Sulla base di queste idee Brian Stevenson, autore del libro, racconta la sua personale esperienza di giovane legale alle prese con un sistema iniquo in cui “presunzione di colpevolezza, povertà, pregiudizi razziali e tutta una serie di dinamiche sociali, strutturali e politiche hanno dato vita ad un sistema costellato di errori, un sistema in cui oggi migliaia di innocenti soffrono in prigione”.

Brian Stevenson è un idealista, ma anche un uomo che sa perfettamente che cosa significa essere neri negli stati Uniti d’America, infatti è nato nel Sud del paese ed è cresciuto ascoltando le storie di sua nonna.

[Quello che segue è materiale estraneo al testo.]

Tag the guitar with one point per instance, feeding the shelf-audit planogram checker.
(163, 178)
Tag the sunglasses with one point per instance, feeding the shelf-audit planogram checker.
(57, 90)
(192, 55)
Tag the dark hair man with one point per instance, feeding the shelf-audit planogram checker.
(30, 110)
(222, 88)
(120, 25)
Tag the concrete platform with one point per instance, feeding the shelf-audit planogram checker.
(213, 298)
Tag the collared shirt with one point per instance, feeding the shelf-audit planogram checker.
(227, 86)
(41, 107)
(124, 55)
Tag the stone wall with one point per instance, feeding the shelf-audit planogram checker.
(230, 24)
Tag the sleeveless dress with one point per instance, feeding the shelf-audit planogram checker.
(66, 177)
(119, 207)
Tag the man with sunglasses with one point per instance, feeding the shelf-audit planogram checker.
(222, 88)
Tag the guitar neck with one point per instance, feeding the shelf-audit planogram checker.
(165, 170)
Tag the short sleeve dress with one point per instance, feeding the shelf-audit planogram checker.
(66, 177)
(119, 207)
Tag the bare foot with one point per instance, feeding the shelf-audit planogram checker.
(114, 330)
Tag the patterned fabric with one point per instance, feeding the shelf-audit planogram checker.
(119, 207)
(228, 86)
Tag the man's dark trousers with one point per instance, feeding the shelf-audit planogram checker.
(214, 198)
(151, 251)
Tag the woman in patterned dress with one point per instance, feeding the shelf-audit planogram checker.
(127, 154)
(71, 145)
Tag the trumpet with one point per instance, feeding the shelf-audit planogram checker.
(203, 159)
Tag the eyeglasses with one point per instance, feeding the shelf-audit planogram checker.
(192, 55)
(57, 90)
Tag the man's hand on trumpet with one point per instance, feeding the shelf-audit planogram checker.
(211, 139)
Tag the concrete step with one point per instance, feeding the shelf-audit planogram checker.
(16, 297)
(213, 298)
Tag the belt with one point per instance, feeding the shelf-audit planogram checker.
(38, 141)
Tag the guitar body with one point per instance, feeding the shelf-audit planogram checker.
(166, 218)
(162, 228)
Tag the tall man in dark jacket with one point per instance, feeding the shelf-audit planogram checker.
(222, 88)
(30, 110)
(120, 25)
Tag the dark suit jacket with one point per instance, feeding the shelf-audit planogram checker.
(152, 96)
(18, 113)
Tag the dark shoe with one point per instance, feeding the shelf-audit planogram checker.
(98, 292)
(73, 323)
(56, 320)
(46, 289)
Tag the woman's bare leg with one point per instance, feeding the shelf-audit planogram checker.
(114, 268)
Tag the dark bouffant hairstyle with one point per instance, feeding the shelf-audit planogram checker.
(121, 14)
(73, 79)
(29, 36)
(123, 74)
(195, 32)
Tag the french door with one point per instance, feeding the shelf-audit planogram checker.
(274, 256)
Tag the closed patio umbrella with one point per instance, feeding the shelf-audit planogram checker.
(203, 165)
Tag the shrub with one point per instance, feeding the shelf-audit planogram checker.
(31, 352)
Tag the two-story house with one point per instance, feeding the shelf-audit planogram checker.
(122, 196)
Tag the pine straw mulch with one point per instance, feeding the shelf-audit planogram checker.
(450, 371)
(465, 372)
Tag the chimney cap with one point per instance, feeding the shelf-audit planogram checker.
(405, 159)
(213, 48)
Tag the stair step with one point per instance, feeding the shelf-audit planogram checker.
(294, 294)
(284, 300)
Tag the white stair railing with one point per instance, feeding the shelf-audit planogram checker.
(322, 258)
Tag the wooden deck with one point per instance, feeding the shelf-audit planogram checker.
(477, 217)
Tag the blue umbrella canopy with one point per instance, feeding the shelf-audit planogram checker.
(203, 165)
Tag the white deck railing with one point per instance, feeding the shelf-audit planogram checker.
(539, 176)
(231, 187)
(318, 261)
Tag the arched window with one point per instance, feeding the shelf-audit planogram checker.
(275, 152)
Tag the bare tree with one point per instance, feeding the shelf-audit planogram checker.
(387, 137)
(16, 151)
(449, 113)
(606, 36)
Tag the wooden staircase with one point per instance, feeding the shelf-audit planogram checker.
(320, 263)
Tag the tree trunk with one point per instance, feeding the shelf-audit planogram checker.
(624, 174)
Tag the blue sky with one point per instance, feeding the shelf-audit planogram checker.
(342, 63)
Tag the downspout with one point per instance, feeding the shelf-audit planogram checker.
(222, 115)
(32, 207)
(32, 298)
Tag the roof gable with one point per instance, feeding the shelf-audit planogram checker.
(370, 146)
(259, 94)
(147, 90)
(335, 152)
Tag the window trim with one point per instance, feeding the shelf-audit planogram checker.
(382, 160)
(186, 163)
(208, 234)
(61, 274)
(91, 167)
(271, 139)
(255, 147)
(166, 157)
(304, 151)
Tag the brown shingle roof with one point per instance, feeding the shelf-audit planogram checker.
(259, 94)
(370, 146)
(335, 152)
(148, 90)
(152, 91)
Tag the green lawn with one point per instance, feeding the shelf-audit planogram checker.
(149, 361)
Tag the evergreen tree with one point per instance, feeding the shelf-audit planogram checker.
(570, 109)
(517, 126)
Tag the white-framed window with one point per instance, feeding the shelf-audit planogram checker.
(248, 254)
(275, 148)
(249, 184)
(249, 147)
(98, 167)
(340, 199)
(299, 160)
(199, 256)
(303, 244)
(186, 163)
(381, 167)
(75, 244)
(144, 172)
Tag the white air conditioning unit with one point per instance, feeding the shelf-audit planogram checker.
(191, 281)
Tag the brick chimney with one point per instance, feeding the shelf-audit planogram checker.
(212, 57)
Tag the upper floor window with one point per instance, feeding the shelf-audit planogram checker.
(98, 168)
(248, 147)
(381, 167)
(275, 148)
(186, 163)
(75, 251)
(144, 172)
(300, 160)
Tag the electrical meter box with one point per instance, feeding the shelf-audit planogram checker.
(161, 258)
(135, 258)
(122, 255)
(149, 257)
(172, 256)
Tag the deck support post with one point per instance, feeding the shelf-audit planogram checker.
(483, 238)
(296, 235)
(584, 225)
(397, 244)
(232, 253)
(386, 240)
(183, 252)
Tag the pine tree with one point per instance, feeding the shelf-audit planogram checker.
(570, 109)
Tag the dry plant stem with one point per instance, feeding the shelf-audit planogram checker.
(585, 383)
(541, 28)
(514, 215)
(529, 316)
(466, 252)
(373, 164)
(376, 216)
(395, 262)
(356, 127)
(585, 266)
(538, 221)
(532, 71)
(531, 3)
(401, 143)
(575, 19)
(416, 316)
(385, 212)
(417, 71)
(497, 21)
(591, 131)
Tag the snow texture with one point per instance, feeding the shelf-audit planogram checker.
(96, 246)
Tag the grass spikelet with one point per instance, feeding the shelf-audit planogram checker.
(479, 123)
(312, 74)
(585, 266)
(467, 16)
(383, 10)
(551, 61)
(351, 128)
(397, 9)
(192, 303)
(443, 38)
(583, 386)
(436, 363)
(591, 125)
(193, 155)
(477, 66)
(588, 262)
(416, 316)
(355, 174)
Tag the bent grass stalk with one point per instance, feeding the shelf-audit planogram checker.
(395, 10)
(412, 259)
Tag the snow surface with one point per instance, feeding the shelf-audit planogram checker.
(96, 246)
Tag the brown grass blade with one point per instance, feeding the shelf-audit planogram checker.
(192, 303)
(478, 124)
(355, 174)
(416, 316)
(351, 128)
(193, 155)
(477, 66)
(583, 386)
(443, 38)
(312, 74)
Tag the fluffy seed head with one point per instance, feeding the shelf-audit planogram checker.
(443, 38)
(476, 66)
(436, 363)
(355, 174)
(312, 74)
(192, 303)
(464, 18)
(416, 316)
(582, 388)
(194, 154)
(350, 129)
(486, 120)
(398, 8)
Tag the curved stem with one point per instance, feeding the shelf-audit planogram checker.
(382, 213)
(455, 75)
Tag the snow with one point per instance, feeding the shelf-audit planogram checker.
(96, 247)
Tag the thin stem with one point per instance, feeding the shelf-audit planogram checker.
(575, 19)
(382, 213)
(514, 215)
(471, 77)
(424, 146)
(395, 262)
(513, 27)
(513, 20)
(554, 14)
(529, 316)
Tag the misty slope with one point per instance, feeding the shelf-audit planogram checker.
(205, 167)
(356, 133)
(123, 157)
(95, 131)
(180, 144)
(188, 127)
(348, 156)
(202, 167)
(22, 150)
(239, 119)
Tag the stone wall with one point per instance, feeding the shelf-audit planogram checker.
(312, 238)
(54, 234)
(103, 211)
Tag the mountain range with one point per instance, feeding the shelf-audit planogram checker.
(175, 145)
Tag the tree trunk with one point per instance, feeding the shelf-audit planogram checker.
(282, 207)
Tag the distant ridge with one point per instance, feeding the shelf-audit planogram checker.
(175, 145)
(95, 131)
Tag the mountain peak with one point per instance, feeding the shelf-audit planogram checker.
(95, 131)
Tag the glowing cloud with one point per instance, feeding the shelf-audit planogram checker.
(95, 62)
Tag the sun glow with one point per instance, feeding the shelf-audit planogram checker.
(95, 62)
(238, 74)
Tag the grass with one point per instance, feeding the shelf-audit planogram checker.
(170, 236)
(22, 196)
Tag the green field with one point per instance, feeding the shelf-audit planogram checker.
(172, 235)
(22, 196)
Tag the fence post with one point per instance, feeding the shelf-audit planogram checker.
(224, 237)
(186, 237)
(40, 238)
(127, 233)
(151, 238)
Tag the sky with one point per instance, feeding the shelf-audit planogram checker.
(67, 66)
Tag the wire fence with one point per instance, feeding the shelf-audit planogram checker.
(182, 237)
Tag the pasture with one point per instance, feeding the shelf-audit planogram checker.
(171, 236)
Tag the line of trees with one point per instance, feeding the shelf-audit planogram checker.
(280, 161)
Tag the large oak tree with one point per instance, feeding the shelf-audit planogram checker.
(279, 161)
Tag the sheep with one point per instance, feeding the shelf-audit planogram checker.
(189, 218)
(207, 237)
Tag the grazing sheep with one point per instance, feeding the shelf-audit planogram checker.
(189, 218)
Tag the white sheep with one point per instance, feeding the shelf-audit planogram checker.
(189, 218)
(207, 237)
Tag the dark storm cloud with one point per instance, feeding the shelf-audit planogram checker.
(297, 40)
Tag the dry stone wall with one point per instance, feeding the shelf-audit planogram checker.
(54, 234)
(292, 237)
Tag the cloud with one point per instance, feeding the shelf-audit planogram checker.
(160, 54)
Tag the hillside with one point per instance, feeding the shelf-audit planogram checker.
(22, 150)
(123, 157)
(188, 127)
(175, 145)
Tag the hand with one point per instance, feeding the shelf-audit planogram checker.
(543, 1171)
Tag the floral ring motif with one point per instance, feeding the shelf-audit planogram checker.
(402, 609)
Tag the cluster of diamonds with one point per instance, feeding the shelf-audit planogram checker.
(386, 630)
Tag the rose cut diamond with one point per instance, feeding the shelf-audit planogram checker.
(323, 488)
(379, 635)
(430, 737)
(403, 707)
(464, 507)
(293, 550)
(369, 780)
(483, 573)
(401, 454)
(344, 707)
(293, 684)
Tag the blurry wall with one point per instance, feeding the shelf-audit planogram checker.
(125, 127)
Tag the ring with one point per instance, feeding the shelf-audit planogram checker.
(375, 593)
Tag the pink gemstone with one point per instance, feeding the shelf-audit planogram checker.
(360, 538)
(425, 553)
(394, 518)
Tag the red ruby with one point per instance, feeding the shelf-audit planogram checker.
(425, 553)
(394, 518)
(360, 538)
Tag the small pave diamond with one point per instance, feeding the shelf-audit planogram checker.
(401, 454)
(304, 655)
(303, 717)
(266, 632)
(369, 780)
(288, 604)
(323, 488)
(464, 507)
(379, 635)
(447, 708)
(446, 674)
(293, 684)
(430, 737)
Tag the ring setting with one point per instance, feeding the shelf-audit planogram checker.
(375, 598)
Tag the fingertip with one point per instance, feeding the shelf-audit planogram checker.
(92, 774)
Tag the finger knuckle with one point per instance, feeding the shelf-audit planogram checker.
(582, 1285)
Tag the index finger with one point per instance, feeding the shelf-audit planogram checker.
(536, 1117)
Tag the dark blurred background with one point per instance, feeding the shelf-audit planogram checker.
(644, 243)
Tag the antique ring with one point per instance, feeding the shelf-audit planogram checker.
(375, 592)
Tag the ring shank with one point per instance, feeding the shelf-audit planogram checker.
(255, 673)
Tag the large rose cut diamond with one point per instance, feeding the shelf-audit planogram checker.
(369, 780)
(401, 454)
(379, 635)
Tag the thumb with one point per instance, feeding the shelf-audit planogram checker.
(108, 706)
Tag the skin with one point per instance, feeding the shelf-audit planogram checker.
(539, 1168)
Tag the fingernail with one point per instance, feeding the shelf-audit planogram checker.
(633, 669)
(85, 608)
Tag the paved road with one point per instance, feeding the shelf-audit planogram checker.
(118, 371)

Sua nonna era figlia di gente che aveva vissuto in schiavitù in Virginia. Suo padre le aveva raccontato dell’esperienza di crescere come uno schiavo e di come avesse imparato a leggere e scrivere, tenendolo però nascosto. Finché non ci fu l’Emancipazione, aveva tenuto segreto tutto ciò che sapeva. L’eredità della schiavitù segno profondamente mia nonna e il modo di crescere i nove figli che aveva avuto. Mi ripeteva continuamente “Resta vicino”.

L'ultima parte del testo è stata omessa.